Manuscript Title:

TOPIC MODELING USING DOCUMENT PIVOT APPROACH WITH FIXED WINDOW

Author:

MUSHTAQ AHMED, RAFAQAT KAZMI, NADEEM SARWAR, MUHAMMAD MURAD KHAN, ALI SAMAD TAUNI, SUNNIA IKRAM, AMNA IKRAM

DOI Number:

DOI:10.17605/OSF.IO/S6N58

Published : 2023-02-10

About the author(s)

1. MUSHTAQ AHMED - Department of Computer Science, the Islamia University of Bahawalpur Pakistan.
2. RAFAQAT KAZMI - Department of Software Engineering, the Islamia University of Bahawalpur, Pakistan.
3. NADEEM SARWAR - Department of Computer Science, Bahira University Lahore Campus Pakistan.
4. MUHAMMAD MURAD KHAN - Government College University Faisalabad.
5. ALI SAMAD TAUNI - Department of Data Science. The Islamia University of Bahawalpur.
6. SUNNIA IKRAM - Department of Software Engineering, the Islamia University of Bahawalpur.
7. AMNA IKRAM - Department of Computer Science & IT, Government Sadiq College Women University, Bahawalpur, Pakistan.

Full Text : PDF

Abstract

Twitter is very popular social media and micro blogging platform. The tweet of twitter are limited to 140 character and people are using this platform for getting information and keep themselves up to date in term of latest information and events. Topic modeling means to find the Topic Headings from the textual dataset. This research performed topic modeling using the document pivot approach on Twitter data, as this method was not suitable for generating the topic from Twitter stream data.

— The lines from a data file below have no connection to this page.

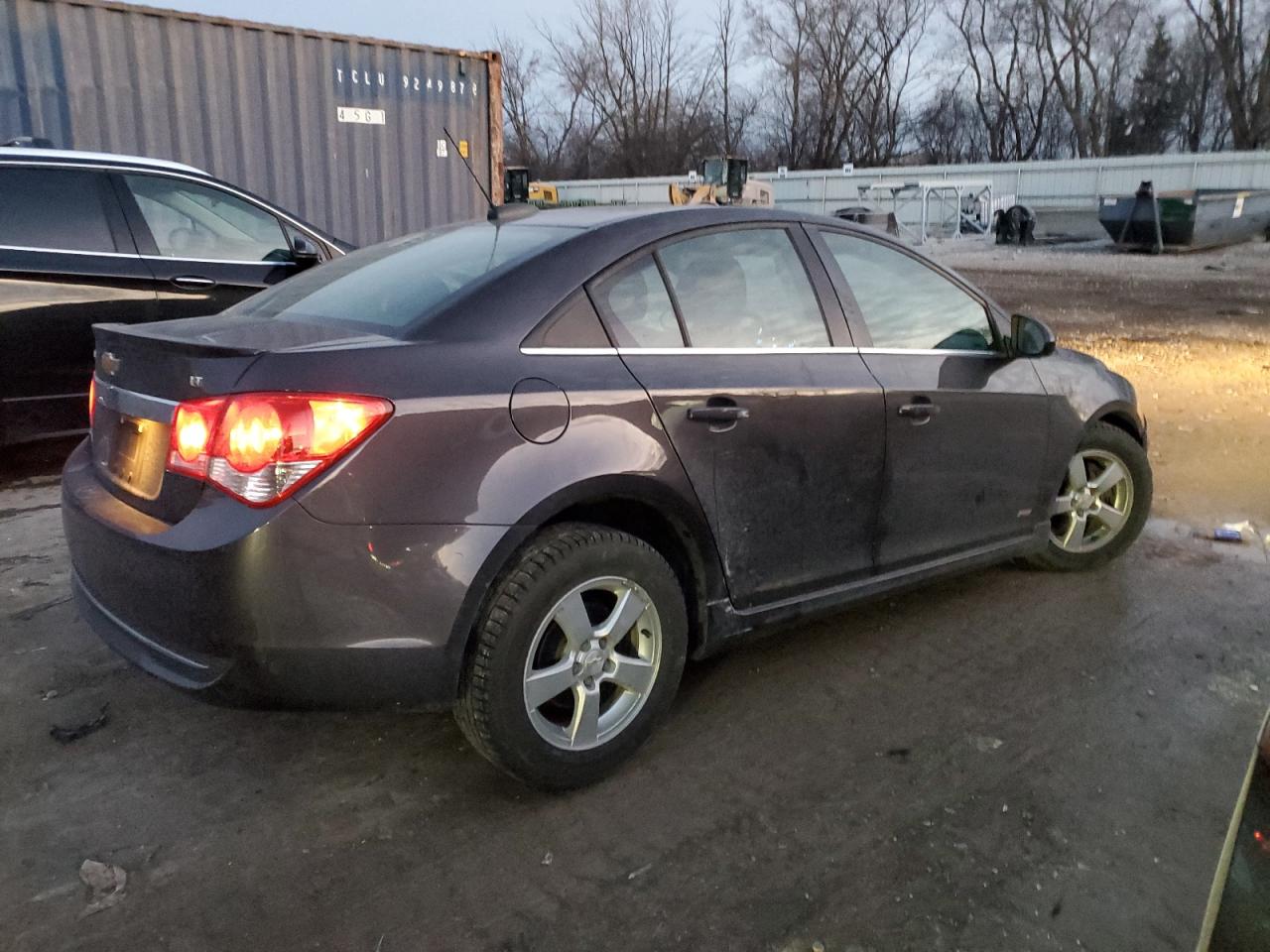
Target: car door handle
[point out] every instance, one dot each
(919, 412)
(717, 414)
(191, 281)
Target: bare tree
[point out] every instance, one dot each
(649, 87)
(1238, 33)
(1205, 123)
(737, 104)
(1006, 61)
(783, 33)
(1089, 45)
(838, 70)
(550, 127)
(948, 130)
(897, 30)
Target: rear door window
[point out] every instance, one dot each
(907, 304)
(394, 285)
(62, 209)
(193, 221)
(744, 289)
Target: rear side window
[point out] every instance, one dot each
(390, 286)
(905, 303)
(744, 289)
(636, 307)
(191, 221)
(55, 208)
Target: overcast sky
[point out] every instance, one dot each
(465, 24)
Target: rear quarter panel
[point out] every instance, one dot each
(451, 453)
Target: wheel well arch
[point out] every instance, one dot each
(1121, 417)
(635, 504)
(663, 532)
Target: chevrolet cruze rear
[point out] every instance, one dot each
(527, 467)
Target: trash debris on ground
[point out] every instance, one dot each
(107, 883)
(1234, 532)
(66, 735)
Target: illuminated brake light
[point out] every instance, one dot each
(262, 447)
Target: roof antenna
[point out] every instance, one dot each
(495, 213)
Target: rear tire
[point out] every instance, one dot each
(576, 655)
(1102, 503)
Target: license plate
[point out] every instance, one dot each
(134, 454)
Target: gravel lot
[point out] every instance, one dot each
(1008, 761)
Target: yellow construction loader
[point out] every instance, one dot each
(722, 180)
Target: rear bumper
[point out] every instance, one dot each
(276, 602)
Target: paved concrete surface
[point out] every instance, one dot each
(1008, 761)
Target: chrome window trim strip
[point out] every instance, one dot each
(721, 350)
(132, 404)
(574, 350)
(724, 350)
(931, 352)
(144, 258)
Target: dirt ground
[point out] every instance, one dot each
(1193, 334)
(1007, 761)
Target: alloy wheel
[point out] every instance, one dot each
(592, 662)
(1093, 504)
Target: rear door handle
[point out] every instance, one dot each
(191, 281)
(919, 412)
(717, 414)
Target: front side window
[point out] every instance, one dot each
(744, 289)
(905, 303)
(191, 221)
(636, 307)
(54, 208)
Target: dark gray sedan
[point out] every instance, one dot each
(527, 467)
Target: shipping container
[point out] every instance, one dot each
(347, 132)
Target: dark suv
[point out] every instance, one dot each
(527, 468)
(87, 238)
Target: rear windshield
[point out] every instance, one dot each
(391, 286)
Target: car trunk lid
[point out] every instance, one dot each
(144, 371)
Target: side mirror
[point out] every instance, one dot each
(1030, 338)
(304, 252)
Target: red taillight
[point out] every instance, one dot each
(262, 447)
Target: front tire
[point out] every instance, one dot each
(578, 654)
(1102, 502)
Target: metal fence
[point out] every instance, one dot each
(1072, 182)
(343, 131)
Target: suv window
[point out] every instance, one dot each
(55, 208)
(744, 289)
(636, 307)
(905, 303)
(191, 221)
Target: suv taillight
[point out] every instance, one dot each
(262, 447)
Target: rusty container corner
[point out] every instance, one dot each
(347, 132)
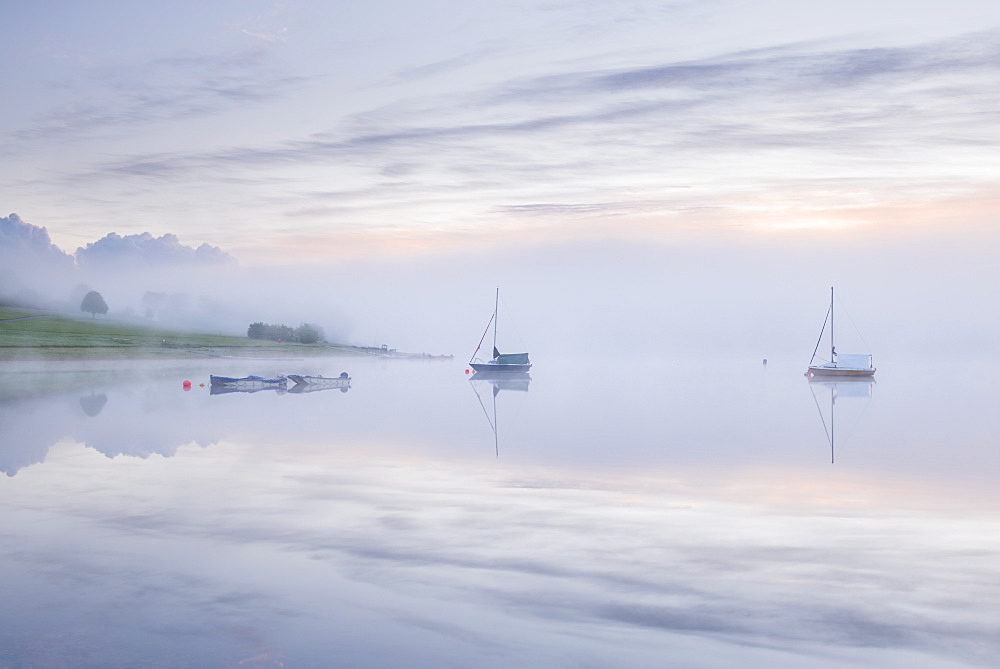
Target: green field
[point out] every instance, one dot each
(27, 334)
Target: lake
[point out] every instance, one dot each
(619, 512)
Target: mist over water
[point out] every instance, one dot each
(626, 509)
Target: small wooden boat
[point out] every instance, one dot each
(840, 364)
(248, 382)
(319, 382)
(502, 363)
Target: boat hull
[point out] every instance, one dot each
(246, 382)
(841, 371)
(486, 368)
(343, 381)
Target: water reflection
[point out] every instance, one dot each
(497, 381)
(860, 387)
(93, 403)
(683, 515)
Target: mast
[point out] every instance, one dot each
(496, 307)
(833, 348)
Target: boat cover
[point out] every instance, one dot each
(512, 359)
(854, 360)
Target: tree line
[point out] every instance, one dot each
(307, 333)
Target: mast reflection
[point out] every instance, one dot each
(498, 381)
(857, 387)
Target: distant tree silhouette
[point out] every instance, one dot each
(94, 303)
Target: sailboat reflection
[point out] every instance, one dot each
(855, 387)
(508, 381)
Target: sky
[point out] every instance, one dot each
(395, 146)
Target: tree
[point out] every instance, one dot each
(307, 333)
(94, 303)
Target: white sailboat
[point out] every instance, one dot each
(840, 364)
(502, 363)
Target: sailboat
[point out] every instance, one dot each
(502, 363)
(840, 364)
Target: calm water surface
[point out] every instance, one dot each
(622, 513)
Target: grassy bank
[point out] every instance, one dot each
(27, 334)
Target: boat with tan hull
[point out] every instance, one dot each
(501, 363)
(842, 365)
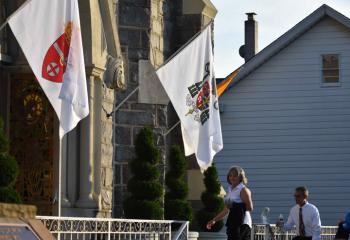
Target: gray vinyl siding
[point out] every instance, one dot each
(286, 129)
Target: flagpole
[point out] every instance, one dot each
(8, 19)
(60, 177)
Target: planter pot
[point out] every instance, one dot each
(17, 211)
(212, 236)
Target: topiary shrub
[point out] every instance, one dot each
(8, 171)
(213, 203)
(176, 206)
(145, 187)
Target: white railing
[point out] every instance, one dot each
(263, 232)
(69, 228)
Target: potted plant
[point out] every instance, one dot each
(144, 186)
(212, 205)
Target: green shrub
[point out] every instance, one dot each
(9, 195)
(145, 187)
(8, 171)
(176, 206)
(213, 203)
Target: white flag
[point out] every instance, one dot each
(189, 81)
(48, 32)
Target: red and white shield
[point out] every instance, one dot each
(55, 60)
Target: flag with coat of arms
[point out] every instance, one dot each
(188, 78)
(48, 32)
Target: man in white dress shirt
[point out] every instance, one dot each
(304, 216)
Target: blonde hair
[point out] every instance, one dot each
(239, 172)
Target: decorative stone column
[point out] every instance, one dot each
(86, 200)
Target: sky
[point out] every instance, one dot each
(274, 17)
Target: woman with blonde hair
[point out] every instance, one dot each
(238, 205)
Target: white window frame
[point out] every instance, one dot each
(331, 84)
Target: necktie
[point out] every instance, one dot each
(301, 223)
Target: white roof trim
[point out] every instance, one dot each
(287, 38)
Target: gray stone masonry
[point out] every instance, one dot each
(142, 36)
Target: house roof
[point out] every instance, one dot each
(286, 39)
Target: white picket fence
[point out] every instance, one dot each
(70, 228)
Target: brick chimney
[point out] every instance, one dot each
(250, 47)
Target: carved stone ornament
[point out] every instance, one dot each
(114, 75)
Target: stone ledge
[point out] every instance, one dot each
(17, 211)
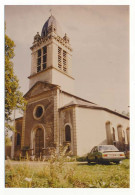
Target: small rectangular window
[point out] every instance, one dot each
(44, 50)
(39, 52)
(44, 66)
(39, 61)
(44, 58)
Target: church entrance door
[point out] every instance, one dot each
(39, 142)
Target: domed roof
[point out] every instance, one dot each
(51, 21)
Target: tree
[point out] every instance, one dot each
(13, 97)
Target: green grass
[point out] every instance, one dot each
(67, 175)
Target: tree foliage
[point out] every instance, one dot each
(13, 97)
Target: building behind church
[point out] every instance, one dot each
(54, 116)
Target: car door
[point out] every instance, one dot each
(95, 153)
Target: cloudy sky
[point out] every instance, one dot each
(99, 36)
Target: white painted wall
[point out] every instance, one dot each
(90, 127)
(66, 82)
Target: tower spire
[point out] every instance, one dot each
(50, 12)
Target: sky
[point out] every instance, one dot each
(99, 36)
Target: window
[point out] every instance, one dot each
(42, 59)
(59, 57)
(109, 133)
(18, 139)
(64, 61)
(67, 133)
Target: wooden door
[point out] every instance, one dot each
(39, 142)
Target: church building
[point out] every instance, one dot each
(54, 116)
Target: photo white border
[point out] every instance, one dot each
(77, 191)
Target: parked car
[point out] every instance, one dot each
(105, 154)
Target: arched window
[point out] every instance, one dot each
(120, 137)
(18, 139)
(67, 133)
(109, 133)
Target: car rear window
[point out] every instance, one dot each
(108, 148)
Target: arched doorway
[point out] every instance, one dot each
(39, 141)
(68, 137)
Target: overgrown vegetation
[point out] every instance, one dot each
(13, 97)
(57, 173)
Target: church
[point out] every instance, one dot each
(54, 116)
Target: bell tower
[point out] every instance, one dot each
(51, 57)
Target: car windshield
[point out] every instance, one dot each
(108, 148)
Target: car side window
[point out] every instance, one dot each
(92, 150)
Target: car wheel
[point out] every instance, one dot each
(88, 160)
(96, 160)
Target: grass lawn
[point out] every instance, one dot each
(66, 175)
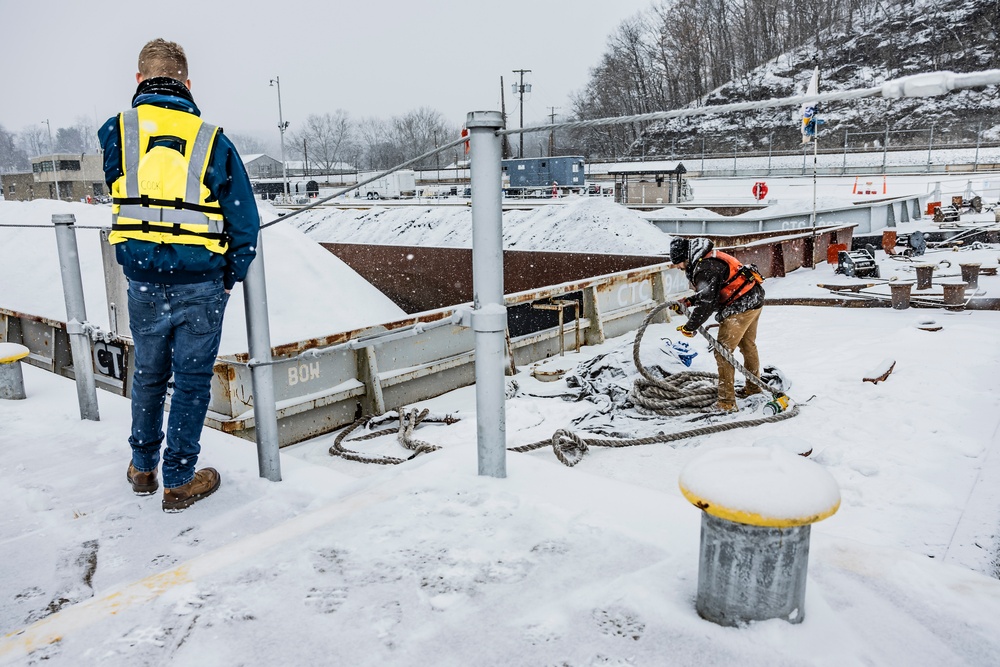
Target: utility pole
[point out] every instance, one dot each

This research implemented the document pivot using a Fixed Window approach by using Term Frequency-Inverse Document Frequency (TF-IDF) method in such a way on the twitter stream data that it will generate results in terms of topics high accuracy volume and solve the issue of sort of noise, rapidly changing contents and a very short size of the document. This research also conducted a cross-verification using the probabilistic topic modeling method's algorithm that is known as Latent Dirichlet Allocation (LDA). The result of both the Latent Dirichlet Allocation approach and the Term Frequency-Inverse Document Frequency algorithm compared. This comparative analysis shows that Topic Modeling using Document Pivot Approach with Fixed Window Operation shows more accuracy results and perform well processing on short text micro blogging data, which was limitation and gaps in previous researches. This accuracy results of this study are higher than currently using algorithm of Latent Dirichlet Allocation.


Keywords

Topic Modelling, Document Pivot Approach, Fixed Window, LDA (Latent Dirichlet Allocation), TF-IDF (Term Frequency-Inverse Document Frequency).